What has 15 years in microfinance taught you about choosing a core banking system?
A Q&A session with Zoran Novakovic, Oradian’s Global Training Team Lead and Antonio Separovic, Oradian’s Co-founder and CEO
Zoran started his career in microfinance 20 years ago with an NGO serving refugees. Since then, he has worked as an IT consultant, managed complex implementations of management information systems for microfinance institutions and trained large teams of individuals. He has worked in 15 countries and implemented nearly every core banking system available to financial institutions in frontier markets.
The power of using one set of source code: making financial institutions more sustainable and standardised
Any organisation that works in the microfinance or financial inclusion space knows this to be true: there is an overwhelming level of complexity and a tendency for most operations to be customised. Across many countries and market segments of financial institutions, you can only find a few processes that are standardised and not specific to the institution.
Because nearly every microfinance institution, microfinance bank or rural bank is unique in some way, organisations that provide core banking systems or any kind of microfinance technology are tempted to customise their software to suit each financial institution.
By resisting the temptation to make customisations or quick fixes to match an institution’s unusual process, in many cases, it’s possible to correct that process to something more standard.
Customisation can create problems for financial institutions
Customisation meets certain needs but can introduce more challenges long-term. Creating customised versions of software requires larger technology teams: to customise, to fix the same bugs across multiple versions, to add a new feature or function to multiple versions and to deploy new versions. All of these additional steps increase developments costs and increase the price financial institutions pay for a core banking system or software.
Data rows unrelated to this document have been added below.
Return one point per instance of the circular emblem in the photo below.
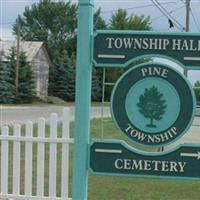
(153, 104)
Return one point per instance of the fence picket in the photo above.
(16, 161)
(40, 158)
(28, 160)
(52, 156)
(65, 153)
(41, 140)
(4, 162)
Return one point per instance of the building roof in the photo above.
(29, 47)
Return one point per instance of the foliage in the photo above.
(49, 21)
(99, 22)
(7, 89)
(197, 90)
(26, 83)
(71, 73)
(26, 86)
(121, 21)
(152, 105)
(55, 23)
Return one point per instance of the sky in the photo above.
(176, 9)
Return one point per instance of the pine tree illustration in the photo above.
(152, 105)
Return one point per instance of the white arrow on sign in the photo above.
(108, 151)
(197, 155)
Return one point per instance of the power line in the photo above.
(172, 11)
(168, 15)
(132, 8)
(5, 23)
(195, 20)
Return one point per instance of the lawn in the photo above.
(198, 111)
(114, 188)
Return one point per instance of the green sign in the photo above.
(117, 158)
(119, 48)
(153, 104)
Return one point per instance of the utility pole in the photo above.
(187, 17)
(17, 61)
(187, 24)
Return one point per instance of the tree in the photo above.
(197, 90)
(99, 22)
(122, 21)
(26, 83)
(53, 22)
(71, 77)
(152, 105)
(7, 89)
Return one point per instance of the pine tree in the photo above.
(197, 91)
(152, 105)
(60, 76)
(71, 77)
(6, 88)
(96, 85)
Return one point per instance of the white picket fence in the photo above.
(28, 160)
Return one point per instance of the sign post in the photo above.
(83, 99)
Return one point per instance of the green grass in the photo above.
(198, 111)
(107, 187)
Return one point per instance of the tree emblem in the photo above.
(152, 105)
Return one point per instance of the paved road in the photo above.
(12, 115)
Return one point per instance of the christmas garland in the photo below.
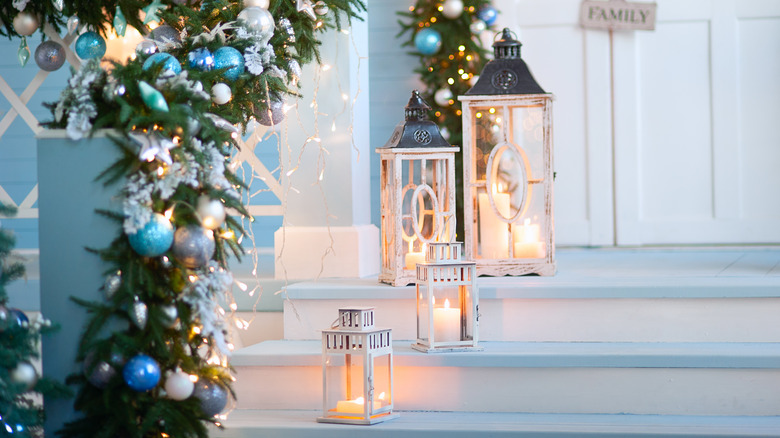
(174, 110)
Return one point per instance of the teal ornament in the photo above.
(201, 59)
(170, 65)
(154, 239)
(141, 373)
(120, 22)
(24, 52)
(90, 45)
(152, 98)
(230, 59)
(427, 41)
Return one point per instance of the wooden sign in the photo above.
(617, 15)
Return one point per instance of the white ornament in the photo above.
(452, 9)
(257, 3)
(211, 212)
(442, 97)
(221, 94)
(179, 386)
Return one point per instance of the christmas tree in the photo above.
(445, 37)
(156, 351)
(19, 341)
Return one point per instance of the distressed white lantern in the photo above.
(507, 168)
(357, 370)
(447, 301)
(417, 191)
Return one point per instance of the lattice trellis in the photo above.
(19, 109)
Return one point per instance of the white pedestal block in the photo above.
(321, 252)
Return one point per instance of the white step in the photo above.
(728, 379)
(616, 295)
(301, 424)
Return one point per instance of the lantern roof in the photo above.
(416, 131)
(507, 73)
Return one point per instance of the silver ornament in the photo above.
(139, 313)
(112, 284)
(25, 23)
(212, 396)
(146, 48)
(321, 8)
(193, 246)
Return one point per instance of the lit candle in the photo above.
(356, 406)
(527, 244)
(493, 236)
(446, 323)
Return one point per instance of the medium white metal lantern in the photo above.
(447, 301)
(357, 370)
(417, 189)
(507, 168)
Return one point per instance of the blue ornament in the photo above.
(230, 58)
(154, 238)
(141, 373)
(488, 14)
(90, 45)
(201, 59)
(427, 41)
(169, 62)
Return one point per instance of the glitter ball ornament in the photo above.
(212, 396)
(231, 59)
(201, 59)
(488, 14)
(141, 373)
(146, 48)
(442, 97)
(257, 20)
(179, 385)
(24, 373)
(166, 33)
(90, 45)
(193, 246)
(25, 23)
(427, 41)
(221, 94)
(169, 62)
(154, 239)
(452, 9)
(49, 56)
(211, 212)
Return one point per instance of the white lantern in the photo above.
(417, 190)
(507, 168)
(447, 301)
(357, 370)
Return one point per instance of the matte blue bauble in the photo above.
(169, 62)
(201, 59)
(90, 45)
(488, 14)
(230, 58)
(141, 373)
(427, 41)
(154, 239)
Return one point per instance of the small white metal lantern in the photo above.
(357, 370)
(447, 301)
(417, 190)
(507, 168)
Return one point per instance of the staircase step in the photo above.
(301, 424)
(578, 378)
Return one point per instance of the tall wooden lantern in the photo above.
(357, 370)
(447, 301)
(508, 168)
(417, 179)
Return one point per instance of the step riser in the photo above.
(657, 391)
(570, 320)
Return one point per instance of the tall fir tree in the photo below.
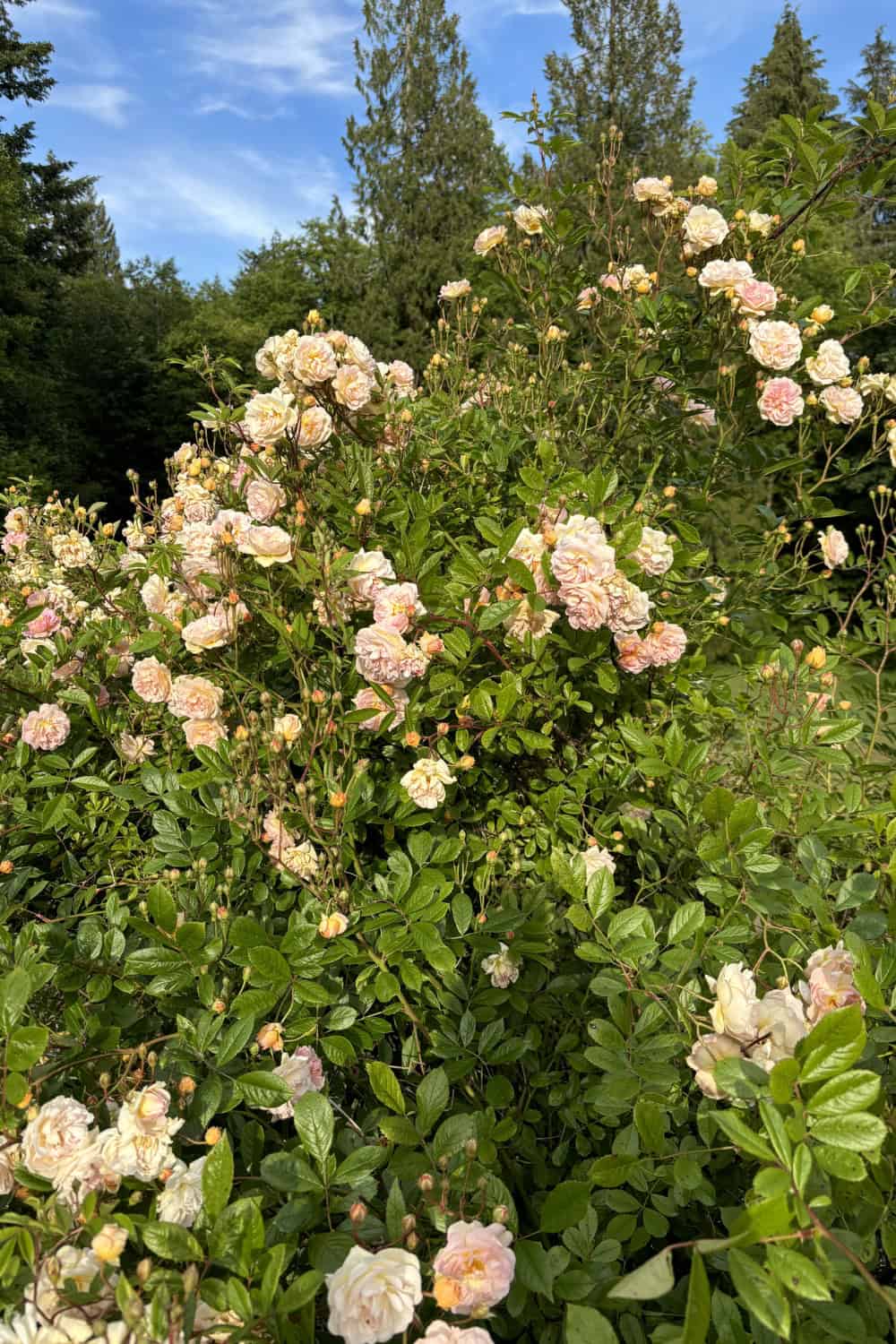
(626, 73)
(786, 81)
(425, 161)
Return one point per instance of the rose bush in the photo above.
(446, 852)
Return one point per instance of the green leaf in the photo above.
(218, 1177)
(314, 1125)
(586, 1325)
(797, 1273)
(855, 1090)
(565, 1206)
(384, 1085)
(26, 1046)
(759, 1293)
(171, 1241)
(699, 1309)
(857, 1132)
(432, 1098)
(653, 1279)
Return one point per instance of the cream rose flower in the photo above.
(704, 228)
(371, 1297)
(314, 360)
(269, 416)
(425, 782)
(304, 1073)
(775, 344)
(829, 363)
(352, 387)
(474, 1269)
(489, 238)
(834, 547)
(705, 1054)
(268, 546)
(182, 1198)
(734, 1010)
(314, 427)
(844, 405)
(530, 220)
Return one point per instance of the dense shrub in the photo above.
(452, 822)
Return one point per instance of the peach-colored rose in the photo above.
(268, 546)
(844, 405)
(265, 499)
(204, 733)
(195, 698)
(46, 728)
(474, 1269)
(368, 699)
(780, 402)
(151, 679)
(314, 427)
(755, 297)
(489, 238)
(775, 344)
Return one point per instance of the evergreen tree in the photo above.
(786, 81)
(626, 73)
(425, 161)
(877, 77)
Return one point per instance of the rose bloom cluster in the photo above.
(374, 1295)
(767, 1030)
(575, 569)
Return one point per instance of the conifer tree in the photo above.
(626, 73)
(425, 161)
(786, 81)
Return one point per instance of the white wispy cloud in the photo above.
(246, 196)
(104, 102)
Using one set of source code – offering one version of a system or software to all customers – can be more sustainable. This can be challenging because the team developing the software must understand the complexities of microfinance and direct development accordingly. Offering one version with best practices built into it is one step toward standardising processes and procedures in the microfinance industry.
You should only be responsible for your Internet, not your infrastructure
Whenever on-premise systems are compared to cloud-based technology, you can bet there will be an image of an iceberg on one of the slides. The iceberg is used to show there are costs you can see above water and there are hidden costs below the water, hidden from your view. Most time, the hidden costs below the water are much more than the cost you can see – the tip of the iceberg.
In the case of on-premise core banking systems versus cloud-based core banking systems, an image of an iceberg is not dramatic enough. The costs of on-premise systems can quickly add up to more than the price of a subscription to a cloud-based system.
Questions to ask when considering on-premise or cloud
- How expensive is it to purchase as server?
- How much will it cost to recover if there’s a natural disaster?
- What are the costs and risks if my servers are compromised?
- What must I pay to setup a redundant system that kicks in if my primary server goes down?
- How long does the warranty last and what happens when it ends?
- How much will I pay to buy and own a core banking system?
- Will I need to hire an IT specialist to install and configure the software?
- Will I pay extra for each software update?
The most important questions are about strategy
Of course, financial institutions will ask and must know the price for a subscription when considering core banking systems. The long-term costs and benefits outweigh the price of any software, system or technology.
More important questions to spend time asking are, “Will this system enable my financial institution to grow in a sustainable way for the next five to ten years? and “Am I making a decision that aligns with my business strategy?”.